NERSC Summer Student Enhances Genomic Sequencing Alignment on GPU Architectures

August 29, 2022

By Kathy Kincade
Contact: cscomms@lbl.gov

LeAnn Lindsey

This was LeAnn Lindsey’s second summer interning at the National Energy Research Scientific Computing Center (NERSC) at Lawrence Berkeley National Laboratory (Berkeley Lab) through the Computing Sciences Summer Student program, and it was a productive one. The third-year computer science Ph.D. student from the University of Utah leveraged lessons learned from last summer to develop and apply a GPU-accelerated computer code that addresses a challenging problem in biological sequencing alignment.

Sequence alignment is used in many bioinformatics software applications. It is a method of aligning biological sequences (DNA, RNA, or protein) to understand their function and structure. This reveals important information about these biological units that allows us to develop new treatments, study climate change, and optimize crop production, among many other vital applications.

In preparation for pre-exascale and exascale supercomputing systems, NERSC developed a GPU-accelerated sequence alignment library, and Lindsey’s task this summer was to add a “traceback” capability to this library to enhance performance. Typically in a sequence alignment algorithm, all the possible alignments and computed and then the optimal alignment is “traced back” in the reverse direction, an operation that is not easy to make run well on GPUs

“Traceback in sequence alignment is quite complicated, and this is further compounded when we consider limitations and challenges of GPU computing,” said Muaaz Gul Awan, an application performance specialist at NERSC and Lindsey’s mentor both this summer and last. “The fundamental sequence alignment algorithm [originally written in the 1980s] is everything a GPU is not optimized for, so developing a performant traceback algorithm for GPUs was a real challenge.”

Integrating Code into MetaHipMer

During her first internship at NERSC, Lindsey wrote the traceback kernel, focusing on making sure it was correct before switching gears to its performance.
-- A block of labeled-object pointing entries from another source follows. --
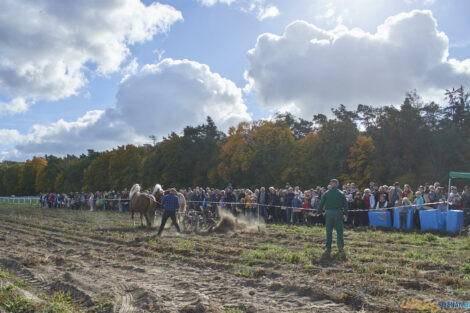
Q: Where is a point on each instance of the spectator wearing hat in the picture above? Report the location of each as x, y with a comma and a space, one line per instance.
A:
170, 205
395, 195
336, 206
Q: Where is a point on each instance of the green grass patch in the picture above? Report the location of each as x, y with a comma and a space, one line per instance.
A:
4, 274
13, 302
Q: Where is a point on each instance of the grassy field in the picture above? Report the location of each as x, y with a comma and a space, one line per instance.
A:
78, 261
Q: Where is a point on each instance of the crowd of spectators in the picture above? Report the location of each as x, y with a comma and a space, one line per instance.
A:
109, 200
292, 205
289, 205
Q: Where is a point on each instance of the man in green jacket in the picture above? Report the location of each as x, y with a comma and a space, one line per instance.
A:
336, 206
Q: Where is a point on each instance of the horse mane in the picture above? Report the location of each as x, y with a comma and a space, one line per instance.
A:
157, 188
135, 189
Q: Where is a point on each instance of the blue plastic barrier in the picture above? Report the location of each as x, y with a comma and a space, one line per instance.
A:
396, 219
429, 219
380, 218
454, 221
443, 221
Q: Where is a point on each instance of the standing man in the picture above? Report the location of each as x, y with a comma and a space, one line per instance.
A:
336, 206
170, 205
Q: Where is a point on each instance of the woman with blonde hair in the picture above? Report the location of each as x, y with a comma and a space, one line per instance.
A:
407, 192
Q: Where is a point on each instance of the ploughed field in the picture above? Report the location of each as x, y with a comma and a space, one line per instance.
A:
54, 260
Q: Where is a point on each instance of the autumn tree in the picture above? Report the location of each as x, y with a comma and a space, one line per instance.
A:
360, 162
28, 174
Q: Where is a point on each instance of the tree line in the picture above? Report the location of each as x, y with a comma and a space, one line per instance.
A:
410, 143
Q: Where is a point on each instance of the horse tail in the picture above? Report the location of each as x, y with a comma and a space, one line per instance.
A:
135, 189
156, 189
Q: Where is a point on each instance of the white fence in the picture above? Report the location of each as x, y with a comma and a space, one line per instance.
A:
20, 200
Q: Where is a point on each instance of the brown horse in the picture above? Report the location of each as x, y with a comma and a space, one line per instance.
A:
142, 203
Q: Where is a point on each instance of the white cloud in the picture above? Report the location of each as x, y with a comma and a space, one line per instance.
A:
212, 2
9, 136
315, 69
268, 12
130, 69
159, 99
47, 46
16, 105
257, 7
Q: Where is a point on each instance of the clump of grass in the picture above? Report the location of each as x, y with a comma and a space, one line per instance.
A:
292, 258
430, 237
13, 302
244, 273
104, 305
60, 302
231, 310
253, 256
465, 270
185, 245
4, 274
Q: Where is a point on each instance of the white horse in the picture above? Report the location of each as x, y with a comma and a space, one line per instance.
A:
142, 203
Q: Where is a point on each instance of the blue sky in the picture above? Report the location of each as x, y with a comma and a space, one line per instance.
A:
217, 35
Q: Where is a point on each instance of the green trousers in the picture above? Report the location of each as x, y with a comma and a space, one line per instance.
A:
334, 219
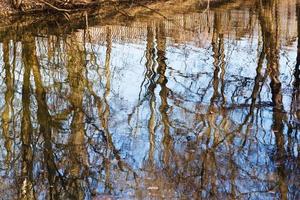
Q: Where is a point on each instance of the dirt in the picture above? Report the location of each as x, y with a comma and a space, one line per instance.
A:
6, 8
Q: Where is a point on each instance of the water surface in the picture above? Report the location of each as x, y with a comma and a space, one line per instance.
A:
196, 104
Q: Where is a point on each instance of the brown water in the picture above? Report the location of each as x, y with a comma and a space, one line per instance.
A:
200, 104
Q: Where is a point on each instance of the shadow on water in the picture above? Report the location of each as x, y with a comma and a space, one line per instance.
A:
201, 105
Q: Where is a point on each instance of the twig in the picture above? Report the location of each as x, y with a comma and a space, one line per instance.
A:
54, 7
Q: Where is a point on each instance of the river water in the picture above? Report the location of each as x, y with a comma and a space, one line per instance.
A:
179, 103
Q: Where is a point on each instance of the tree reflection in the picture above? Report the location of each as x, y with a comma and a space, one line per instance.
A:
213, 121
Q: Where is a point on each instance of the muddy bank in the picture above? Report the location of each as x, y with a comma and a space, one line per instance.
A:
106, 13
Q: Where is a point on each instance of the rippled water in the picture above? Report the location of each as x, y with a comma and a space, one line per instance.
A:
189, 104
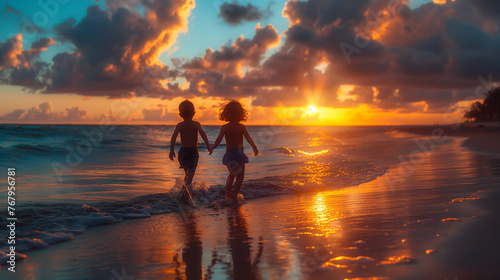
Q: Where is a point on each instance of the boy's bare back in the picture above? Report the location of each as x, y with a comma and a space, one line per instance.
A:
188, 130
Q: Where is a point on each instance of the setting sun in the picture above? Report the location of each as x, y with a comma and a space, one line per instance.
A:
312, 110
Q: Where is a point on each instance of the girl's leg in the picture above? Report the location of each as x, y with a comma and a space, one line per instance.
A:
229, 182
240, 175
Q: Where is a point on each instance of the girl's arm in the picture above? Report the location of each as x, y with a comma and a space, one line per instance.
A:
250, 140
172, 142
218, 140
204, 137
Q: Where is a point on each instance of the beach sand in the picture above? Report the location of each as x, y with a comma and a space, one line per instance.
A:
439, 222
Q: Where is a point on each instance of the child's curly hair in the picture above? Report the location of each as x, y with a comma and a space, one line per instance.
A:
233, 112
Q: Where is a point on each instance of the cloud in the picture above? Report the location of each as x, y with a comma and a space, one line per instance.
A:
45, 113
116, 51
13, 116
407, 56
22, 67
427, 58
234, 13
11, 10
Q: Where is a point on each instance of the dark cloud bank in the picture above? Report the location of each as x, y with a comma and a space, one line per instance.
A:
234, 13
394, 55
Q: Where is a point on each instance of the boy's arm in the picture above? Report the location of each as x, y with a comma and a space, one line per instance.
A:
172, 142
204, 137
218, 140
250, 141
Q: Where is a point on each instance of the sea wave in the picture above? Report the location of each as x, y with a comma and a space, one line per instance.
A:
40, 225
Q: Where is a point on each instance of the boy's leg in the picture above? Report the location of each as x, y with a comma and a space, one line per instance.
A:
188, 179
240, 175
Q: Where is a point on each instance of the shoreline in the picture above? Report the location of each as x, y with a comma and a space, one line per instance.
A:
370, 230
479, 139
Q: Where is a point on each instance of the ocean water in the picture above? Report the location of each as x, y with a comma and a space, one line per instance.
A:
71, 177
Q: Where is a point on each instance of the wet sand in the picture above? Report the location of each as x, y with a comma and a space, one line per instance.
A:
483, 139
439, 223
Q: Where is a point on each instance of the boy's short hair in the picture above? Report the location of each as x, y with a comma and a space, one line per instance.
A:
186, 109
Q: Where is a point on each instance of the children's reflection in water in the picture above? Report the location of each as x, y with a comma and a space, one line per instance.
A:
239, 242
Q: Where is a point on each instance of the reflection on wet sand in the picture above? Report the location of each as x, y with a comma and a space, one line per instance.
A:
239, 243
192, 251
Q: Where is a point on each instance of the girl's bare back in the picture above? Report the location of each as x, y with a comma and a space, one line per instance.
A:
233, 133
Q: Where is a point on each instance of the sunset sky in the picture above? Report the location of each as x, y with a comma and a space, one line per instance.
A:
321, 62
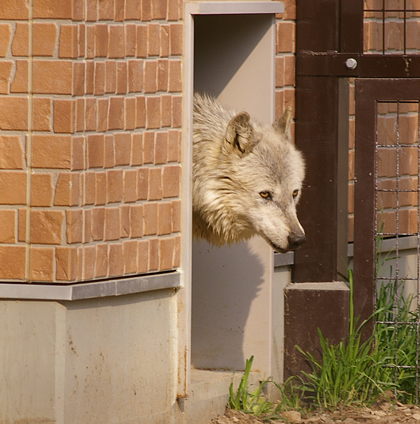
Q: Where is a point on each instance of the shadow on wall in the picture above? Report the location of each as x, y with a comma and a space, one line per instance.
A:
226, 281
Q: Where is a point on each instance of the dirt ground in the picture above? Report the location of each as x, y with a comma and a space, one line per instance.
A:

Her focus this year was to integrate it into MetaHipMer, a widely used software package for constructing genomes from a collection of short fragments of DNA where the correct order of DNA is not known ahead of time and the fragments belong to many different genomes. MetaHipMer was developed by the ExaBiome team (led by Berkeley Lab), and it is one of the fastest algorithms that exists for metagenomic sequence alignment. Metagenomics refers to the study of genomes from environmental samples containing many organisms.
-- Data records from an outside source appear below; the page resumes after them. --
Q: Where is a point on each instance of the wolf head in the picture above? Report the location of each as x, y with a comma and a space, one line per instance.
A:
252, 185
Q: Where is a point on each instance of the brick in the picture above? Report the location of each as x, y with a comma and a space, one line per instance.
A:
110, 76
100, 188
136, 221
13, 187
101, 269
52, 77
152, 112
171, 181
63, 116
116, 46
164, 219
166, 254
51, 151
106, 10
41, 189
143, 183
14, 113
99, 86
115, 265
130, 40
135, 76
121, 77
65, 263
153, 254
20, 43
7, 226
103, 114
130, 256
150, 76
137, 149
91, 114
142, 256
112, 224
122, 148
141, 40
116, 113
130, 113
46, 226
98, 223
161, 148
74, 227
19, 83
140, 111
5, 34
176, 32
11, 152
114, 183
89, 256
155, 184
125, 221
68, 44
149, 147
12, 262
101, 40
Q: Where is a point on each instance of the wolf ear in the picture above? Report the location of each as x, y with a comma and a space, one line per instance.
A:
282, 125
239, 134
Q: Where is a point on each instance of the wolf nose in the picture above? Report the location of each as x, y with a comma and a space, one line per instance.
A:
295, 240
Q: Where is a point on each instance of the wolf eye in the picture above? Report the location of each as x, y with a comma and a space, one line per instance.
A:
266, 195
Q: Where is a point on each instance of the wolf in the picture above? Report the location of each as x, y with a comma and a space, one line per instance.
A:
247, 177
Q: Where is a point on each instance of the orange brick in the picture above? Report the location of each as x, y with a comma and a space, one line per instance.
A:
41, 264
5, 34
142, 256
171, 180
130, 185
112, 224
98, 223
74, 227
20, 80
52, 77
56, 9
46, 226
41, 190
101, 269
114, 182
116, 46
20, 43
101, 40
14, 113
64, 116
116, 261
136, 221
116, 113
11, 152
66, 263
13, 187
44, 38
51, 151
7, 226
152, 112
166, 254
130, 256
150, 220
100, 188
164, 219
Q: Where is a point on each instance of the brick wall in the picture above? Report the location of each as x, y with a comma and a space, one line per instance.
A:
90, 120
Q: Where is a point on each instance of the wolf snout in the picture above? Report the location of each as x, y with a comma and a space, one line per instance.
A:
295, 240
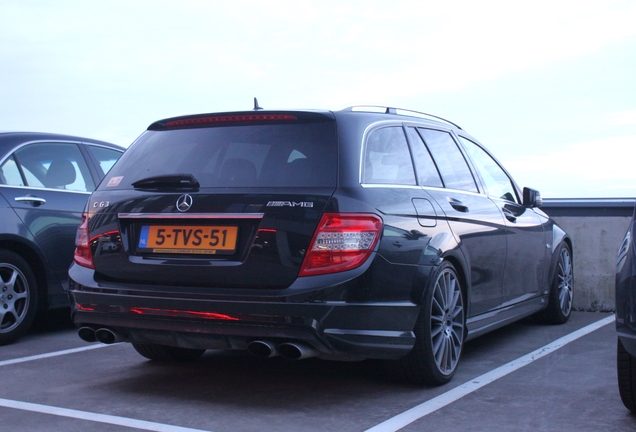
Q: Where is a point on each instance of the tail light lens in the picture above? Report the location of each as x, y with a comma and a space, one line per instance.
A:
83, 255
343, 241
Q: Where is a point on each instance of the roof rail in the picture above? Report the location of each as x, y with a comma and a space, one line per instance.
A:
397, 111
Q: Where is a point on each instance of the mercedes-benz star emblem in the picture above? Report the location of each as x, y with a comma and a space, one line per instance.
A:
184, 203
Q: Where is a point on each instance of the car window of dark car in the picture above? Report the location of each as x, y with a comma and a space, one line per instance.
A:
105, 156
387, 159
449, 160
427, 173
495, 179
10, 174
252, 155
54, 166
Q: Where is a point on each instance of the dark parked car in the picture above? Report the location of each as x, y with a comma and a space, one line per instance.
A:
347, 235
45, 180
626, 318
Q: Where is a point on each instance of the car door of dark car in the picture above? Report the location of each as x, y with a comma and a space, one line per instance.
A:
47, 185
410, 218
524, 275
474, 219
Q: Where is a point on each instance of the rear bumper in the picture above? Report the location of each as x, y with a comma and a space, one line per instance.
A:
335, 329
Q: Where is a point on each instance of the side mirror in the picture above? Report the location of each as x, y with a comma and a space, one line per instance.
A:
531, 198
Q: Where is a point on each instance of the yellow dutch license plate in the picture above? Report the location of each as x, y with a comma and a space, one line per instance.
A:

“Our goal was to make MetaHipMer run faster on the Perlmutter GPU architecture because traditional assemblers on small-scale systems can take as long as two weeks to finish,” Lindsey said. “There is so much data out there, if you want to study really large datasets like a cancer dataset or an environmental dataset that is terabytes large, you are going to need something that runs very, very fast.”

What traceback provides is the exact sequence alignment between two sequences, and that can be used to create multi-sequence alignment for many different applications, she added.

“Over the two summers that LeAnn has worked with us, she not only learned GPU programming but also came up with several novel ideas for tackling this problem,” Awan said. “Her current implementation is outperforming state-of-the-art traceback codes by about 10x!”

Now that her code has been adopted into MetaHipMer, this will help the wider bioinformatics community process ever-larger datasets on modern supercomputers by making the sequencing software run faster and more efficiently on GPUs. In the meantime, Lindsey is putting the finishing touches on a paper about this research and looking forward to continuing her collaboration with Awan over the coming year.

“Muaaz and I have a plan for two different projects that are related to this work,” she said. “For example, the work we did for this paper is for short reads, and we want to modify it for long-read aligners because they are becoming more utilized and they have a lot of memory challenges.”

The highlight of this summer, she added, “was presenting my work to the ExaBiome group. It was so exciting to have integrated my kernel into their software and present to them about this.”

About Computing Sciences at Berkeley Lab

High performance computing plays a critical role in scientific discovery. Researchers increasingly rely on advances in computer science, mathematics, computational science, data science, and large-scale computing and networking to increase our understanding of ourselves, our planet, and our universe. Berkeley Lab’s Computing Sciences Area researches, develops, and deploys new foundations, tools, and technologies to meet these needs and to advance research across a broad range of scientific disciplines.